Guatemala is a country in Central America. For 36 years, from 1960 to 1996, a vicious civil war took place in Guatemala between the government of Guatemala and some citizens of the country who felt the government was oppressive and abusive. Many of the citizens who opposed the government were members of the ancient native tribes of Guatemala, the Maya. The government forces of Guatemala, driven by the Guatemalan military, decided that anyone who was Mayan was a potential member of the “rebels,” as the citizens fighting the government were called. So, the government military forces decided to get rid of any potential “rebels.”

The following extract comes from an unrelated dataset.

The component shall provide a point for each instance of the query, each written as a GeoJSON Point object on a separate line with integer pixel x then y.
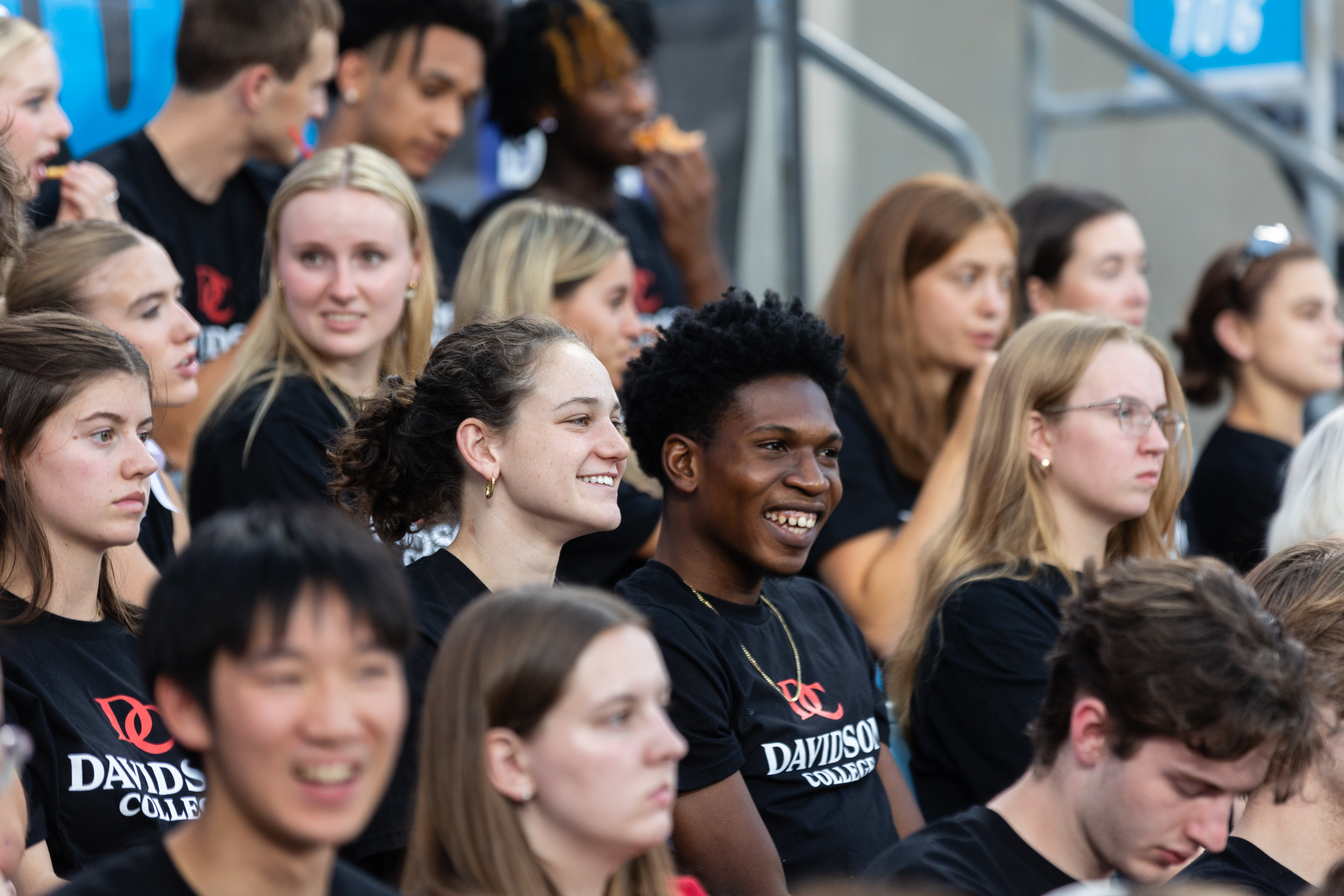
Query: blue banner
{"type": "Point", "coordinates": [116, 58]}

This meant that they tried to kill as many people in Guatemala who were Mayan as they possibly could. Most of the killing took place from 1981-1983, when the Guatemalan army carried out a campaign of “scorched earth” that leveled hundreds of villages in the Mayan highlands. It is estimated that 200,000 people were killed during the course of the civil war. The violence provoked the displacement of more than a million people. Many of them fled into the fields and forests around their destroyed homes, sometimes hiding for months on end. They would be forced to leave everything they had in an attempt to get away before they might be killed. If people tried to return to their villages, they would find them burned and anyone left in the village would be dead. This violence caused thousands of Guatemalans to have to leave their homes and journey to refugee camps in southern Mexico.
The story goes that as they traveled, they would organize themselves into groups to take care of the necessary tasks along the way. There was a food committee and a shelter committee and a water committee. In addition, there was a “comité de alegría,” or joy committee. Their job was to make sure that they celebrated life and created moments of joy in the midst of their painful dislocation.
“Do not put your trust in princes, in mortals, in whom there is no help,” the psalm tells us. “The Lord watches over the strangers; upholds the orphan and the widow, executes justice for the oppressed; gives food to the hungry.”
Whether joy finds us or we designate a committee – it’s necessary. The darkness of that apartment and that year, the horrific suffering of the Mayan people – our humanness requires joy.
And so in this Advent season, in this church holiday, we wait. We wait the long night. Because what’s coming, is something so profound, it’s so profound that the story describes it like a validation of our humanity. That the pain and the suffering and the death but also the joy and the hope and resurrection IS WHO WE ARE! That our humanness is so good, that not only are we made in the image of God but that God would choose to live among us.